La Société civile Forces vives de Masisi dénonce la destruction massive de bananiers et l’abattage d’arbres dans plusieurs villages du territoire de Masisi, au Nord-Kivu, depuis septembre 2026, une mesure attribuée aux autorités de facto, qui menace directement l’agriculture, l’environnement et les revenus des familles locales.
Dans une déclaration de presse datée du mardi 1er septembre 2026 et signée à Pinga/Bushimoo, le rapporteur général de la Société civile Forces vives de Masisi, Télesphore Mithondeke, affirme que cette pratique a déjà commencé dans certaines entités, notamment Miandja, Hembe et Kahanga.
Selon cette structure citoyenne, les opérations concernent plusieurs axes du territoire de Masisi, dans l’est de la République démocratique du Congo, notamment Loashi-Bukombo-Nyabiondo, Loashi-Ngesha-Burora-Kaandja ainsi que Loashi-Lushebere-Hembe-Kahanga.
« Cette décision se rapporte à la destruction massive des champs des bananiers et l’abattage de tous les arbres situés sur plusieurs axes, sacrifiant ainsi des milliers de familles qui dépendent exclusivement de ces activités agricoles », dénonce Télesphore Mithondeke, rapporteur général de la Société civile Forces vives de Masisi.
La structure dénonce également le fait que certaines populations seraient contraintes de participer elles-mêmes à la destruction de leurs plantations et des arbres pendant les journées de travaux communautaires appelées « salongo ».
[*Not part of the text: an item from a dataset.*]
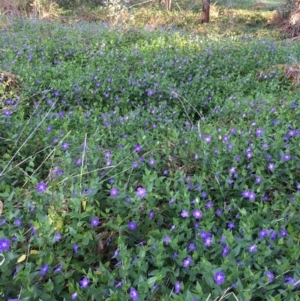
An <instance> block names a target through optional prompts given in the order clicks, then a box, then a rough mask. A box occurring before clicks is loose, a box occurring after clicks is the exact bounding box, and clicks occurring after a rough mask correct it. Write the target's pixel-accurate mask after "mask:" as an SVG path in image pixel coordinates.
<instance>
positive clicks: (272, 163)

Pour la Société civile, cette situation risque d’aggraver la précarité des familles qui tirent principalement leurs revenus de l’agriculture. Elle estime que la disparition des bananeraies pourrait également affecter l’approvisionnement de Goma, chef-lieu du Nord-Kivu, qui reçoit une partie importante de ses bananes plantains et de son bois en provenance du territoire de Masisi.
La structure citoyenne alerte aussi sur les conséquences environnementales liées à la disparition massive des arbres. Elle évoque notamment les risques de dégradation des sols, de glissements de terrain et d’aggravation des effets liés aux changements climatiques dans une région déjà exposée aux catastrophes naturelles.
Sur le plan humanitaire, elle craint que la destruction des cultures prive progressivement des familles de nourriture et de revenus nécessaires pour répondre aux besoins essentiels, notamment la scolarisation des enfants et les dépenses quotidiennes.
La Société civile Forces vives de Masisi considère par ailleurs que la destruction de biens indispensables à la survie des populations civiles pourrait soulever de graves questions au regard du droit international humanitaire et demande que les autorités compétentes examinent la situation.
Elle appelle ainsi à l’arrêt immédiat de la destruction des bananiers et de l’abattage généralisé des arbres dans les zones concernées. Elle demande également aux instances compétentes de porter une attention particulière à la situation des habitants affectés afin de préserver leurs moyens de subsistance et leurs droits.
Le territoire de Masisi, situé dans la province du Nord-Kivu, dans l’est de la RDC, dépend fortement de l’agriculture familiale. Les bananes plantains, le bois et d’autres productions agricoles constituent depuis longtemps des sources importantes de nourriture et de revenus pour de nombreuses familles.
Dans sa déclaration publiée mardi 1er septembre 2026 à Pinga/Bushimoo, la Société civile Forces vives de Masisi estime donc que la poursuite de ces destructions pourrait avoir des répercussions bien au-delà des villages concernés, notamment sur l’économie locale, l’alimentation des ménages et l’approvisionnement de Goma.